Of the 15 non-randomized studies, 11 studies had a ‘Moderate’ risk of bias, primarily attributable to appropriately controlled baseline confounding factors, missing data, deviations from intended interventions, and lack of information to assess bias within certain domains. Four studies had a ‘Serious’ risk of bias, likely due to the presence of confounding factors without appropriate statistical considerations, as well as a lack of information. A summary of the risk of bias assessment of non-randomized studies can be found in Fig 3.
Outcomes
Key outcomes were determined a priori after examination of relevant literature and considerations of the research question. Three key outcomes were identified: Hb response, RBC transfusion needs, and other applicable health outcomes (e.g., disease free survival (DFS), mortality, morbidity, overall survival (OS), quality of life (QoL), length of hospital stay (LOS), and safety/adverse events).
Hemoglobin response
All RCTs except Keeler et al. [32], captured Hb response. Fung and colleagues [44] reported a mean difference of 6.1 g/dL (p = 0.040) when comparing patients with colorectal cancer (CRC) who received 20 mg/kg (up to 1000mg) of iron isomaltoside compared to patients who received standard care. Keeler et al. 2017 [31] reported a median increase in Hb of 1.55 g/dL (IQR; 0.93–2.58) in patients with CRC who received 1000 mg or 1500 mg of parenteral FCM at least 14 days prior to surgery compared to an increase of 0.5 g/dL (IQR; -0.13–1.33) in patients who received oral ferrous sulfate twice daily until surgery (p<0.001). In the investigation conducted by Laso-Morales et al. [34] patients with CRC either received a single 1000 mg dose of IV FCM on postoperative day two or 200 mg of IV Iron sucrose every 48 hours from postoperative day two to discharge. Patients with esophagogastric adenocarcinoma in the investigation conducted by Ng et al. [35] received a single 1000 mg dose of iron isomaltoside prior to the initiation of chemotherapy or received standard of care. Laso-Morales et al. [34], Ng et al. [35], and Talboom et al. [33] found no significant differences in Hb levels between the intervention and comparator groups.

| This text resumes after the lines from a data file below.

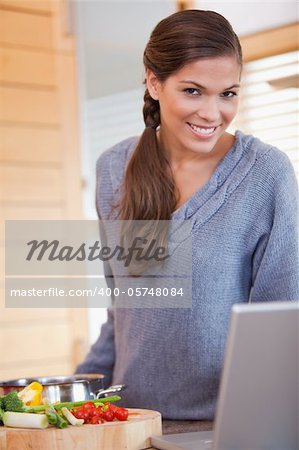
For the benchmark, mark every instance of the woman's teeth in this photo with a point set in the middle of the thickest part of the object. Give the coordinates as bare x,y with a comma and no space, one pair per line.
202,130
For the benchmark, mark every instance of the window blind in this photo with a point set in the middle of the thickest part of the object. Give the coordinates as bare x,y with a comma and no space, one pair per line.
269,103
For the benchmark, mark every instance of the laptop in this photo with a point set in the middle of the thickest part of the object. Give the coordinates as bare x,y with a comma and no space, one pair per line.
258,401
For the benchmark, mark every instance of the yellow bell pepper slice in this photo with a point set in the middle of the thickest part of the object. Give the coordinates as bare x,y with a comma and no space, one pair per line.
31,395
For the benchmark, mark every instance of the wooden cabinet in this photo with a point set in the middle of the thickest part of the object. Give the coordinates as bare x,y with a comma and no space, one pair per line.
39,171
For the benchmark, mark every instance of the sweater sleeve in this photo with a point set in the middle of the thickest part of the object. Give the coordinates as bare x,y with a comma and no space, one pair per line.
275,261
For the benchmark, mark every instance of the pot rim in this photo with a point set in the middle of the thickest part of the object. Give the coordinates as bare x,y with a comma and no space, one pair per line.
53,380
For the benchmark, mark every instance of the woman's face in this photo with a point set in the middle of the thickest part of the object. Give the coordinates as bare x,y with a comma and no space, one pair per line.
197,103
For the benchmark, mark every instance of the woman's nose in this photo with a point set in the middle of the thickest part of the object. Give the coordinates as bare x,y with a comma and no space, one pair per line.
209,111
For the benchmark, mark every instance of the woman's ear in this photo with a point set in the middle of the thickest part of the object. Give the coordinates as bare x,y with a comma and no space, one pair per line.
152,84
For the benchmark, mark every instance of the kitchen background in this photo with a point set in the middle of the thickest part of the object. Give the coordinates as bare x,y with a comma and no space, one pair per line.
70,87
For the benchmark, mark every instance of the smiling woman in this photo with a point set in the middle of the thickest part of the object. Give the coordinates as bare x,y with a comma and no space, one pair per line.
238,196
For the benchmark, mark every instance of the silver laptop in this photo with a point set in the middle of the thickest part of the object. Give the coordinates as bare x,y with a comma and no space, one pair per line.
258,400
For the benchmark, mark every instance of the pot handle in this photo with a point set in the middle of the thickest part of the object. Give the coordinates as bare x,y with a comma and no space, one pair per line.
110,390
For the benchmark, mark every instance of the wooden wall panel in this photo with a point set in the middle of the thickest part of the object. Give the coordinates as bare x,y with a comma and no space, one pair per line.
23,67
21,316
19,181
21,29
29,106
45,367
38,341
28,144
33,211
39,170
34,6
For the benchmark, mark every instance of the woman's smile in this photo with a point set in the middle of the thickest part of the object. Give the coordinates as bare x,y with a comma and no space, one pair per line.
197,104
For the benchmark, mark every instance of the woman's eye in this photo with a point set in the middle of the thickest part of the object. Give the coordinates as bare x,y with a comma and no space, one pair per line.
229,94
191,91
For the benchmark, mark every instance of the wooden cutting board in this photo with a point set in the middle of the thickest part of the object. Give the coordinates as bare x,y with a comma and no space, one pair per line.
133,434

Of the 15 non-randomized studies, 11 studies assessed serum Hb levels. Bojesen et al. [28] reported a mean increase in Hb of 2.13 g/dL (95% CI: 1.71–2.55 g/dL; p<0.0001) after four weeks in patients with CRC who received iron isomaltoside prior to surgery. In addition, Lima et al. [29] reported an absolute increase in mean Hb of 0.9 g/dL (SD 1.3) from baseline to 12–14 weeks (p = 0.001) in patients with CRC who received 1000 mg of IV FCM every study visit (12–13 weeks) until anemia or ID was corrected. In contrast, Verhaeghe et al. [30] reported no significant increase in Hb in patients with GI malignancies who received at least one dose of IV FCM preoperatively after a four week follow up period [30].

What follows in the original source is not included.